The authors built Pic2Spec, a physics‑informed generative neural network. They trained it on pairs of co‑registered brightfield images and measured Raman spectra from both mammalian and bacterial cells. The model learns a shared biochemical representation that links image features to vibrational spectral structure. On their test sets the generated spectra matched real measurements very closely: about 98% cosine similarity and roughly 94–95% Pearson correlation. The generated spectra also preserved key biochemical peaks and population‑level distributions.

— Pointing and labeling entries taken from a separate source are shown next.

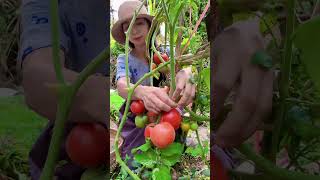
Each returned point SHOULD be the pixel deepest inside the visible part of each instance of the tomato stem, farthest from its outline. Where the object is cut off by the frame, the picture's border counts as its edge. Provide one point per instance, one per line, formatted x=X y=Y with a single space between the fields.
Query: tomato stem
x=284 y=80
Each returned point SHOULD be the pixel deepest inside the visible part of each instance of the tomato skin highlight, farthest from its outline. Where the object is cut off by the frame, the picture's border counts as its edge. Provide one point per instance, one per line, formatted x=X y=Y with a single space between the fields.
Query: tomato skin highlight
x=194 y=126
x=140 y=121
x=137 y=107
x=218 y=172
x=148 y=130
x=152 y=117
x=87 y=144
x=173 y=117
x=157 y=60
x=162 y=135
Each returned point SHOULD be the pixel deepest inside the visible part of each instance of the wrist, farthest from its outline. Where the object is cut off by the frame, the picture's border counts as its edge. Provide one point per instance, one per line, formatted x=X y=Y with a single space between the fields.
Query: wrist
x=138 y=92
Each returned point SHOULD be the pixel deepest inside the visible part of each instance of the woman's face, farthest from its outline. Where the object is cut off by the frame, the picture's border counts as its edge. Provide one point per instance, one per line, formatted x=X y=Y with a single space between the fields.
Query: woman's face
x=139 y=31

At a high level Pic2Spec uses a latent‑variable approach inspired by variational autoencoders. The model compresses image information into a low‑dimensional biochemical code and then decodes that code into a Raman spectrum. Convolutional decoders were tailored to the spectral output so the network learns which image patterns correspond to which spectral bands. In bacterial tests, the inferred spectra could discriminate mutation‑driven states and predict expression of green fluorescent protein (GFP) with about 88% accuracy, outperforming standard image‑only analysis by roughly 20%.
If robust and generalizable, this approach could let ordinary microscopes act as “virtual spectrometers.” That would remove the need for costly Raman hardware and long acquisition times for many applications. Possible uses include higher‑throughput molecular phenotyping, drug and strain screening, and monitoring cells over time without labels or destructive assays. The authors present this as a first step toward making label‑free biochemical profiling more accessible.